“And, girlie, you look a damn sight better than a bone.”
Looking back at her reflection as she took a sip of wine, Cyn had
to admit she did look pretty good. Not super model good, but damn fine for
judgement day, as her daddy used to say. Turning back to her friend, she
laughed out loud as Adele snapped a picture with her cellphone and said,
“Gotcha!”
Shooing her from the room, Cyn was still chuckling when she said,
“Okay, but no more pictures. You know I hate that. Now, I have to check my face
and hair one more time. Make yourself useful and see if you can find my little
black clutch in the hall closet, please.”
“You got it,” Adele called over her shoulder as Cyn shut the door
to her bedroom and took a deep breath.
Looking out the window across the room, the half-moon shining
brightly in a cloudless star-filled sky made her smile. It reminded her of her
grandpa, a small town farmer and one of Cyn’s favorite people in the whole
world. He had a saying for everything and even though they usually sounded like
something he’d made up, they always ended up foretelling the future or
uncovering a mystery of some sort.
Of course, growing up smack in the middle of nowhere led to a lot
of star gazing, so she’d paid special attention to all the ‘grandpaisms’
concerning the moon and stars. She fondly remembered their conversation about
the half-moon.
“Whatcha doing out here in the hayloft all by yourself, Cyndi
girl? Mimi was alookin’ for ya’.”
She quickly closed her journal and slid it under her leg as she
heard the sole of grandpa Jim’s boots scrape against the rungs of the wooden
ladder leading to the loft and the place she came to write down her thoughts
and dream of the future. She knew it was him, more than their housekeeper, who
wondered where she was.
“Oh nuthin’ much. Just countin’ stars.”
The long, lean man with his dirty John Deere hat, overalls, and
ready smile, appeared over the stack of hay Cyn was leaning against and pulled
up his own bale to sit on. Taking the toothpick from between his lips, he used
it like a pointer and said, “You see that half-moon right there?” He looked
over his shoulder at her and winked. “That moon means it’s time to shuffle the
deck.”
Putting the toothpick back in his mouth, Grandpa Jim looked back
at the sky and continued, “That means this week we work with what we got. Clean
things up, make them even better before the crescent of the waning moon and the
darkest night of the month comes. You want to be able to enjoy the calm of the
ending of one cycle and be refreshed for the beginning of another.” He adjusted
the hat on his head until the bill almost completely covered his eyes, then
leaned back against the pile of hay bales and grinned. “Your Great Grandma
Cleo, my momma, always said to be ready for new beginnings cause they were fun
but a lotta work.”
“Boy, she was right, Grandpa,” Cyn mused as she made her way to
the bathroom for her final hair and makeup check. For some reason, the feeling
that tonight was going to be the start of big changes had been dogging her
thoughts since Roman had demanded they have dinner.
No sooner had she touched up her lip gloss than she heard a knock
from the living room and Adele’s, “I’ll get it.”

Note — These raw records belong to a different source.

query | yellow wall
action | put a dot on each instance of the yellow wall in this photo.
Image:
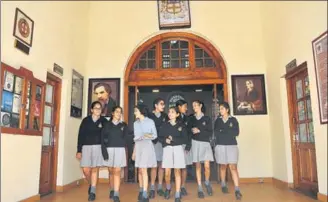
(55, 40)
(234, 28)
(289, 28)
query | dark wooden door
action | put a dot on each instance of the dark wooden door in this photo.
(50, 135)
(302, 133)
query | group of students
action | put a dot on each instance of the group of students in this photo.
(162, 142)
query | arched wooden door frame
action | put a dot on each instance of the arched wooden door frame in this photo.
(162, 77)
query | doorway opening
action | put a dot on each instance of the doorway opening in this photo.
(49, 154)
(172, 63)
(171, 94)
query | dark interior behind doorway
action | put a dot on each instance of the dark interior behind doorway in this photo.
(170, 94)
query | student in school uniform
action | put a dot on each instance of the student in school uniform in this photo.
(201, 128)
(113, 144)
(173, 136)
(145, 157)
(226, 130)
(159, 117)
(89, 147)
(182, 106)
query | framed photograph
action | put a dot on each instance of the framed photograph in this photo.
(76, 95)
(319, 47)
(173, 14)
(248, 94)
(105, 90)
(23, 27)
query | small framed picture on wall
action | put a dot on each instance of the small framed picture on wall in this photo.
(23, 27)
(77, 95)
(173, 14)
(248, 94)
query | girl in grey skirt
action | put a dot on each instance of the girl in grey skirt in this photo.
(201, 128)
(159, 117)
(113, 144)
(89, 147)
(182, 106)
(226, 130)
(173, 136)
(145, 157)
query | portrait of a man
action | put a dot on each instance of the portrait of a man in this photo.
(249, 94)
(106, 91)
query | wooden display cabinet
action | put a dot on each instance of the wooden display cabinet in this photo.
(22, 101)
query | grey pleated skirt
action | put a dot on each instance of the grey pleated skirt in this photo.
(159, 151)
(226, 154)
(188, 156)
(201, 151)
(173, 157)
(145, 154)
(116, 157)
(91, 156)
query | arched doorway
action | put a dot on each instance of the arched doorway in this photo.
(159, 62)
(173, 59)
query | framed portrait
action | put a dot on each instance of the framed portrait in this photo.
(106, 91)
(23, 27)
(248, 94)
(319, 47)
(173, 14)
(76, 95)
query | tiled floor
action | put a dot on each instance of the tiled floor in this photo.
(251, 193)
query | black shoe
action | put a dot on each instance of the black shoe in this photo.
(184, 192)
(209, 190)
(151, 194)
(238, 195)
(177, 199)
(225, 190)
(140, 196)
(201, 194)
(111, 194)
(92, 197)
(167, 193)
(160, 192)
(145, 200)
(116, 199)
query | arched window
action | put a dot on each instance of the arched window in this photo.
(173, 54)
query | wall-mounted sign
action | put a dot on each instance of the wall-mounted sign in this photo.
(58, 69)
(173, 98)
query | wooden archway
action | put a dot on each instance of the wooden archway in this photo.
(174, 76)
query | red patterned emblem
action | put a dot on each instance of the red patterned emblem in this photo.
(24, 28)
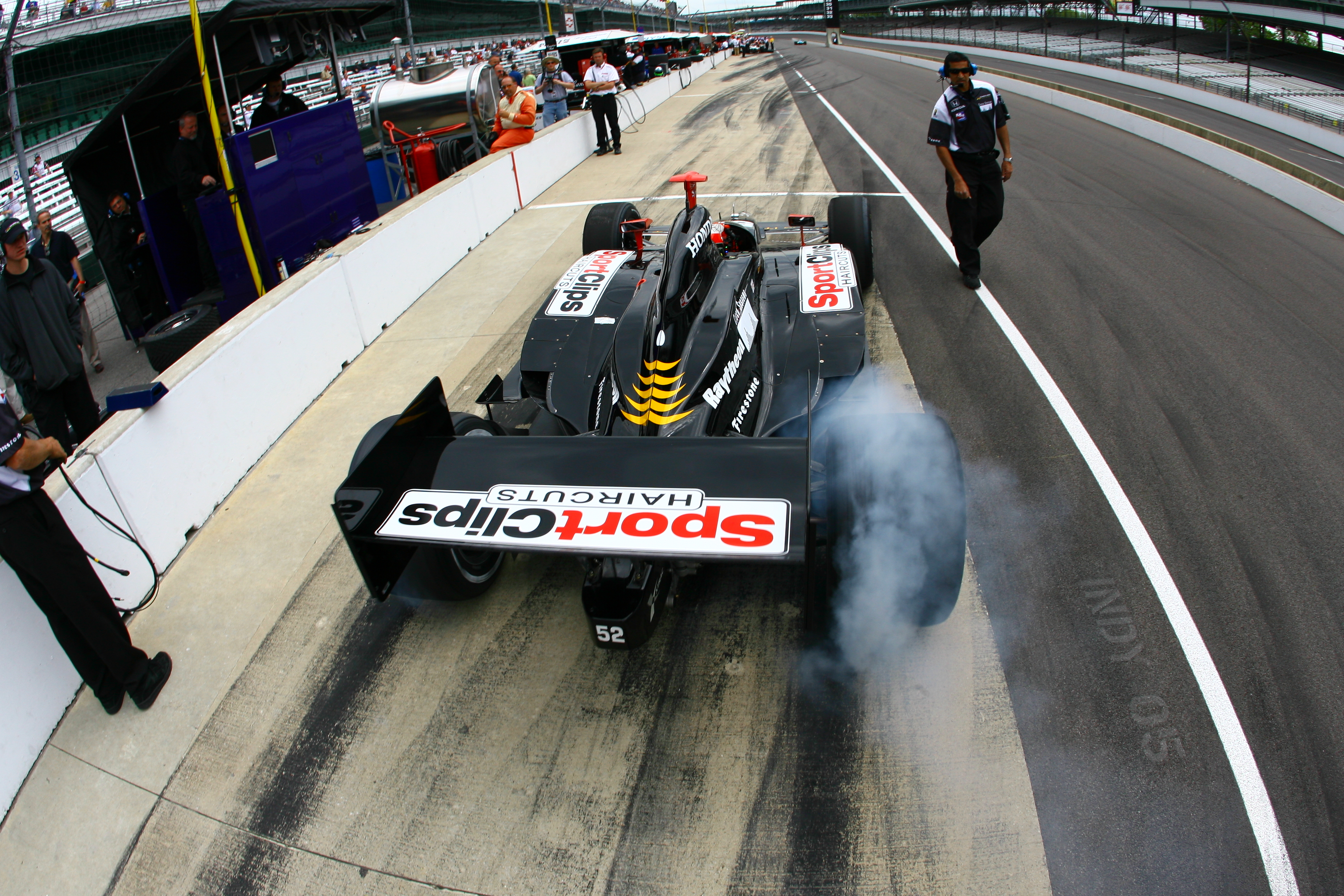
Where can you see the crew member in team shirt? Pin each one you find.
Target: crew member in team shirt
(965, 121)
(601, 81)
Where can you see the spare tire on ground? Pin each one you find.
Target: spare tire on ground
(176, 335)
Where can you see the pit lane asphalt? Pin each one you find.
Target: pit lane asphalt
(316, 742)
(1309, 156)
(1195, 327)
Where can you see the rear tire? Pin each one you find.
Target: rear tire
(467, 573)
(603, 229)
(896, 492)
(848, 225)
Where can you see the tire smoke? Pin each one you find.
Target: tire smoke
(896, 524)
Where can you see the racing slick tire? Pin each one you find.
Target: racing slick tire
(176, 335)
(603, 229)
(850, 226)
(896, 515)
(468, 574)
(463, 574)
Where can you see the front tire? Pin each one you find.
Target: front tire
(603, 229)
(848, 225)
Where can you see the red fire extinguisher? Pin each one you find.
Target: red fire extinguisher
(425, 166)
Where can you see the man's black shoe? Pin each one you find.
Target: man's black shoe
(112, 703)
(155, 679)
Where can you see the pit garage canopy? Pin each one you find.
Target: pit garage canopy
(259, 40)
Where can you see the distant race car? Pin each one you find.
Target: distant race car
(682, 398)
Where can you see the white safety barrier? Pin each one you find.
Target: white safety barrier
(162, 472)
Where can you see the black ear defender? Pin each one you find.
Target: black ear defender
(943, 70)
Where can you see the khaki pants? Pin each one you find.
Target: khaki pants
(91, 342)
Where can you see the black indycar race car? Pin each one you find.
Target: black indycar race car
(685, 395)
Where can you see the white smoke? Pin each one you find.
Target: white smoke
(908, 526)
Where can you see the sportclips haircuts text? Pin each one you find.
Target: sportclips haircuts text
(595, 520)
(827, 281)
(581, 287)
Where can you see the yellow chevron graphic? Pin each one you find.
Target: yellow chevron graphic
(658, 393)
(656, 406)
(660, 380)
(651, 410)
(650, 417)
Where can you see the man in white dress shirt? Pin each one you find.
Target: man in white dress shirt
(601, 81)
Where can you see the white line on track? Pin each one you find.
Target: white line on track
(1260, 810)
(654, 199)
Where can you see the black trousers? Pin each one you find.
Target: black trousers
(59, 410)
(973, 219)
(607, 115)
(203, 259)
(42, 551)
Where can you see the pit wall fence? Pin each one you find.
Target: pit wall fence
(160, 472)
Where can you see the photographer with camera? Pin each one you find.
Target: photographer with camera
(552, 89)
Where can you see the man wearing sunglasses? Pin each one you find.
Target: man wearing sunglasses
(967, 120)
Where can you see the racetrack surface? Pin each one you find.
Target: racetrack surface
(1194, 326)
(318, 742)
(1309, 156)
(1048, 738)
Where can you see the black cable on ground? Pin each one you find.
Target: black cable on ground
(116, 529)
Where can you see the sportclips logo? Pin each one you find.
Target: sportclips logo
(827, 281)
(582, 285)
(595, 520)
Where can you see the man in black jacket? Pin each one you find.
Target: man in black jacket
(53, 567)
(131, 268)
(277, 104)
(194, 167)
(40, 342)
(59, 249)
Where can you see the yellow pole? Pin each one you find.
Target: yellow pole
(219, 148)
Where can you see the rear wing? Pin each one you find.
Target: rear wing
(693, 499)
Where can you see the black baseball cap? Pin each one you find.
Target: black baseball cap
(13, 230)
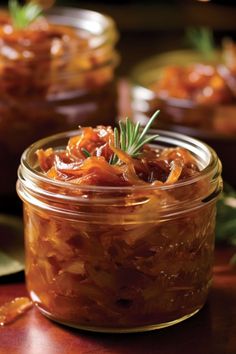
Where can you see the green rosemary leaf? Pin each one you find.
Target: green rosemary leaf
(122, 136)
(129, 139)
(23, 16)
(201, 39)
(144, 142)
(116, 138)
(153, 117)
(86, 152)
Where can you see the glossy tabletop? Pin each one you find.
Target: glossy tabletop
(211, 331)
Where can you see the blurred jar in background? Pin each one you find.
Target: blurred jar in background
(56, 74)
(197, 97)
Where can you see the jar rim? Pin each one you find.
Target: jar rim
(100, 25)
(195, 146)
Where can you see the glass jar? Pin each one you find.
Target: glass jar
(54, 83)
(214, 123)
(112, 259)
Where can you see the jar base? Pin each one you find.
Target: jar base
(146, 328)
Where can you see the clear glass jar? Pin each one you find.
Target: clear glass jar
(214, 123)
(54, 81)
(112, 259)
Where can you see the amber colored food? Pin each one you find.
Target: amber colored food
(198, 96)
(11, 310)
(52, 79)
(200, 83)
(122, 262)
(154, 167)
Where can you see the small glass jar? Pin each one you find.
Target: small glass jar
(214, 123)
(54, 84)
(112, 259)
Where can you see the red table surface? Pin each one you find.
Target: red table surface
(211, 331)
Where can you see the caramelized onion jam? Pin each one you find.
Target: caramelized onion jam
(118, 247)
(56, 73)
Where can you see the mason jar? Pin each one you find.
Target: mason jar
(119, 259)
(54, 79)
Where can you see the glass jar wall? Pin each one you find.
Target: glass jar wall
(56, 75)
(119, 259)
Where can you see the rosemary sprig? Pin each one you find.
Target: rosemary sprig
(23, 16)
(130, 139)
(202, 40)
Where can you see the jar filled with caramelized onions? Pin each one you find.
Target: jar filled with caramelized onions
(119, 236)
(56, 73)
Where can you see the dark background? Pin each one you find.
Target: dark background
(149, 27)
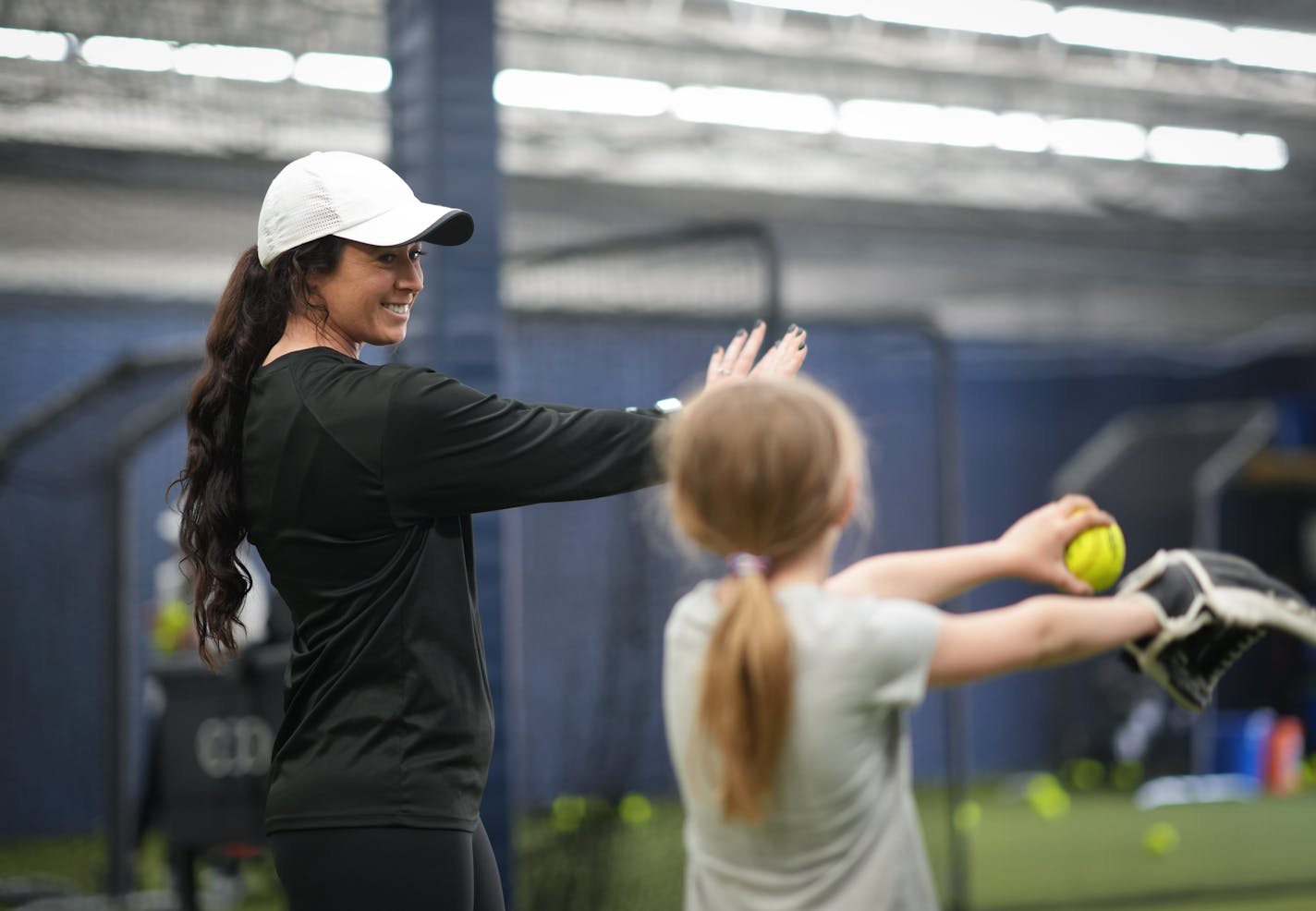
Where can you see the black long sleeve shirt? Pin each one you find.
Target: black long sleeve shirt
(359, 486)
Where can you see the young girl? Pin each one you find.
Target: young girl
(786, 687)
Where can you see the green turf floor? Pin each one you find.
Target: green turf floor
(596, 856)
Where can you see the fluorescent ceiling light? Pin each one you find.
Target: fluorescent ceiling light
(118, 53)
(1017, 18)
(1098, 139)
(24, 45)
(345, 71)
(1141, 33)
(1275, 49)
(226, 62)
(565, 91)
(824, 6)
(1182, 145)
(1260, 152)
(751, 107)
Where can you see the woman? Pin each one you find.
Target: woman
(357, 485)
(786, 687)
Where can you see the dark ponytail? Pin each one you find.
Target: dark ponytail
(250, 318)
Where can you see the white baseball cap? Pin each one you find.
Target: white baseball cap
(354, 198)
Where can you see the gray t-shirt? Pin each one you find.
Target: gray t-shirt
(841, 830)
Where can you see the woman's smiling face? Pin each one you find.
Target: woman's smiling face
(369, 297)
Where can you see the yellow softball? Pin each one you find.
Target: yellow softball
(1096, 556)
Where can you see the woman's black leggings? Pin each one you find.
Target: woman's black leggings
(397, 869)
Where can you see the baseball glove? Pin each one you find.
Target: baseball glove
(1212, 608)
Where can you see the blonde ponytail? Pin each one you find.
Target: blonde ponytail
(747, 694)
(758, 471)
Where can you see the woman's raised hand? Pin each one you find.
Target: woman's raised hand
(736, 361)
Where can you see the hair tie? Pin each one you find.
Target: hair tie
(745, 564)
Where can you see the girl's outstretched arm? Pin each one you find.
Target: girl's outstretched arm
(1037, 632)
(1032, 549)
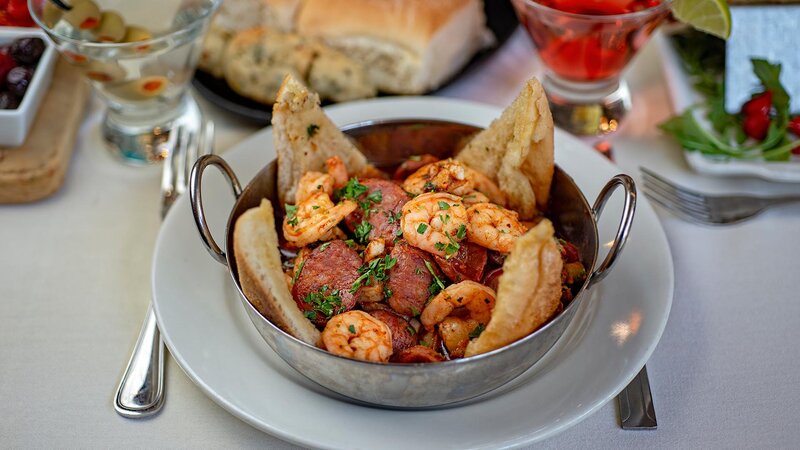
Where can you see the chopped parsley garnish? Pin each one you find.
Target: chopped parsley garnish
(352, 190)
(374, 270)
(392, 217)
(462, 231)
(324, 302)
(297, 271)
(477, 331)
(449, 249)
(291, 215)
(362, 231)
(437, 285)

Opening her bedroom door, Cyn was shocked to see a tall, dark man
complete with driving gloves and hat waiting by the front door holding the
biggest bouquet of the most beautiful flowers she’d ever seen. He bowed his
head as she nervously smiled in his direction then returned to imitating a
palace guard by standing at attention and looking at nothing specific just by
her door.
Adele grabbed her by the arm and pushed her back in the bedroom,
kicking the door shut as she went. “Oh my God, did you get a load of that shit
out there? A chauffeur. Your man sent a mother humpin’ chauffeur to pick you
up.” She waved her hands in the air and talked a hundred miles a minute.